Após a corrida em Spa-Francorchamps, Wolff falou sobre a importância de ter uma estratégia clara em relação às ordens de equipe. Apesar de Russell ter abandonado a corrida logo no primeiro giro, o foco estava em garantir que os pilotos não se atrapalhassem mutuamente. Isso se tornou uma preocupação ainda maior após o Grande Prêmio da Catalunha, onde Russell e Antonelli perderam tempo lutando entre si, permitindo que Lewis Hamilton se aproximasse.
Um ponto interessante é que Antonelli, que já havia conquistado seu sexto título da temporada nas Ardenas, poderia ter vencido em Barcelona se não tivesse se envolvido em uma disputa com Russell. Wolff mencionou que, sem o problema de confiabilidade que fez Antonelli abandonar a corrida, a vitória seria quase certa. “Depois da experiência em Barcelona, nossa missão para a Bélgica foi não perder tempo um com o outro”, explicou Wolff. Ele enfatizou que o objetivo era evitar “yo-yoing”, uma prática onde os pilotos ficam trocando posições, o que pode abrir espaço para rivais se aproveitarem da situação.

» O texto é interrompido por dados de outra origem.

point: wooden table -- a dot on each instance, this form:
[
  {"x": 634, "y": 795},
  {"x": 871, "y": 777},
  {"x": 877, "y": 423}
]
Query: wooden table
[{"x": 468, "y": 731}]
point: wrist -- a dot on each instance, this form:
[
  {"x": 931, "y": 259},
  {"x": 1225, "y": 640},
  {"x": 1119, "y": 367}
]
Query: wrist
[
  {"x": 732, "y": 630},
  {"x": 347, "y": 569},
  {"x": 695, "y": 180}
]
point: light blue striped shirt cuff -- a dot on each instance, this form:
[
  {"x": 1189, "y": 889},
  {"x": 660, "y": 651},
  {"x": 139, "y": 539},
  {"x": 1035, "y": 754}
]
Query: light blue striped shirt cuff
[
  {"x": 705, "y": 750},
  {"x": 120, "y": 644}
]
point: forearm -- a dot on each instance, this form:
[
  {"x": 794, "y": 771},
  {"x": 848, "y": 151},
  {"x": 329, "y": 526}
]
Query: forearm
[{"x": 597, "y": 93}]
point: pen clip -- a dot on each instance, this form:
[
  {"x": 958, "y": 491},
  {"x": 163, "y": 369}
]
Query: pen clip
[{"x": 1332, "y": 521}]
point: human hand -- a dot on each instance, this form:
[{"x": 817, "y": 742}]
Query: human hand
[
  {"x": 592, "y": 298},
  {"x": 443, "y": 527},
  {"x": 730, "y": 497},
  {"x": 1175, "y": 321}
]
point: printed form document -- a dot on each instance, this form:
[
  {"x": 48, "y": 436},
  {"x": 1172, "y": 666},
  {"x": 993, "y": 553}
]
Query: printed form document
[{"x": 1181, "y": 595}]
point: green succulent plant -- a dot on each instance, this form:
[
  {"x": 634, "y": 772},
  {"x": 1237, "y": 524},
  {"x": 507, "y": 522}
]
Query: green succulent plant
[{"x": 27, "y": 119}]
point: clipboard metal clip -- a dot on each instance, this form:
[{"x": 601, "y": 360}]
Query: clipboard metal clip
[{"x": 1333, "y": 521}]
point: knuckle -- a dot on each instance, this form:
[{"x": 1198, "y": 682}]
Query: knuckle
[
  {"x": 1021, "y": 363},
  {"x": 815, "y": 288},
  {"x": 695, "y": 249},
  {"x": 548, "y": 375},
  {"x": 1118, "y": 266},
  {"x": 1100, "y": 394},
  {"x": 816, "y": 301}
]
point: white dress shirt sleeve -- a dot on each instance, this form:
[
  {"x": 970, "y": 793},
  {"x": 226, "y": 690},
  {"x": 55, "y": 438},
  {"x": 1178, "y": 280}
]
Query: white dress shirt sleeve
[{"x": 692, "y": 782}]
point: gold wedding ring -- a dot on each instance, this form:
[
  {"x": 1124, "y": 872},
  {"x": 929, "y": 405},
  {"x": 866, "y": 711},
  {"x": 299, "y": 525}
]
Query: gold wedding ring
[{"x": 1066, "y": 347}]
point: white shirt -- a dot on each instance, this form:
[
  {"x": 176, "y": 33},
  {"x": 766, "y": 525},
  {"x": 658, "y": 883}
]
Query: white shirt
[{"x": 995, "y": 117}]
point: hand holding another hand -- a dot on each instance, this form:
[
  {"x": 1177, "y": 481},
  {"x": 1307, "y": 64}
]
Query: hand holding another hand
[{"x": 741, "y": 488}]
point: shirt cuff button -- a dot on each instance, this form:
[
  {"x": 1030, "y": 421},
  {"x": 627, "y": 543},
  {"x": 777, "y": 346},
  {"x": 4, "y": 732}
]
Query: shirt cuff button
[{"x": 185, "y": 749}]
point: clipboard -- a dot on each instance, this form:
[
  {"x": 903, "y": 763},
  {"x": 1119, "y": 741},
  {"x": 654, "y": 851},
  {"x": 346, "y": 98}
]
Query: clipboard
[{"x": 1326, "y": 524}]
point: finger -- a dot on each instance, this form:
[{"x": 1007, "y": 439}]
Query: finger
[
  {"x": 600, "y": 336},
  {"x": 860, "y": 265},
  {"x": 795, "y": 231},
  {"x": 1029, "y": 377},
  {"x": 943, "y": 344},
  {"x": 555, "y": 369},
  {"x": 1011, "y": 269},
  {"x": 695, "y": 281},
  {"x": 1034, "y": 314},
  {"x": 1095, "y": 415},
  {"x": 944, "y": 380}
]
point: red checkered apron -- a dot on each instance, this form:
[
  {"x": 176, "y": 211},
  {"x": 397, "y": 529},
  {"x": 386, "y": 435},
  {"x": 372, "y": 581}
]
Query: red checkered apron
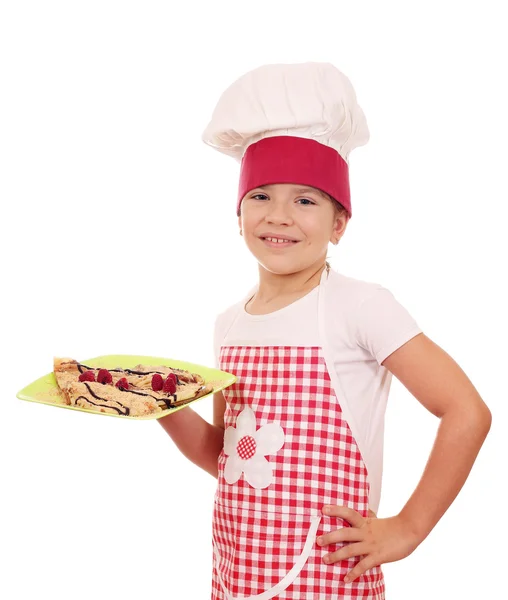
[{"x": 288, "y": 451}]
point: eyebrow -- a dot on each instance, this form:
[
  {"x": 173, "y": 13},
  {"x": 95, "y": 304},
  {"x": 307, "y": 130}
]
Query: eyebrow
[{"x": 302, "y": 190}]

Embora tenha estabelecido essas diretrizes, Wolff deixou claro que a Mercedes não iria retirar uma vitória de um piloto em favor do outro. A ideia é que, mesmo que a matemática do campeonato beneficiasse a equipe ao fazer isso, o espírito da competição e a busca pela vitória devem prevalecer. “Desde Barcelona, sempre vamos priorizar a vitória na corrida. Se isso significar que Kimi ou George estão à frente, é o que faremos”, completou.
Essa abordagem mostra como a Mercedes está lidando com a intensa rivalidade entre seus pilotos, ao mesmo tempo em que busca um equilíbrio para conquistar o campeonato de construtores, tão importante quanto o de pilotos. É um jogo de estratégia onde cada movimento conta e a harmonia dentro da equipe pode ser a chave para o sucesso.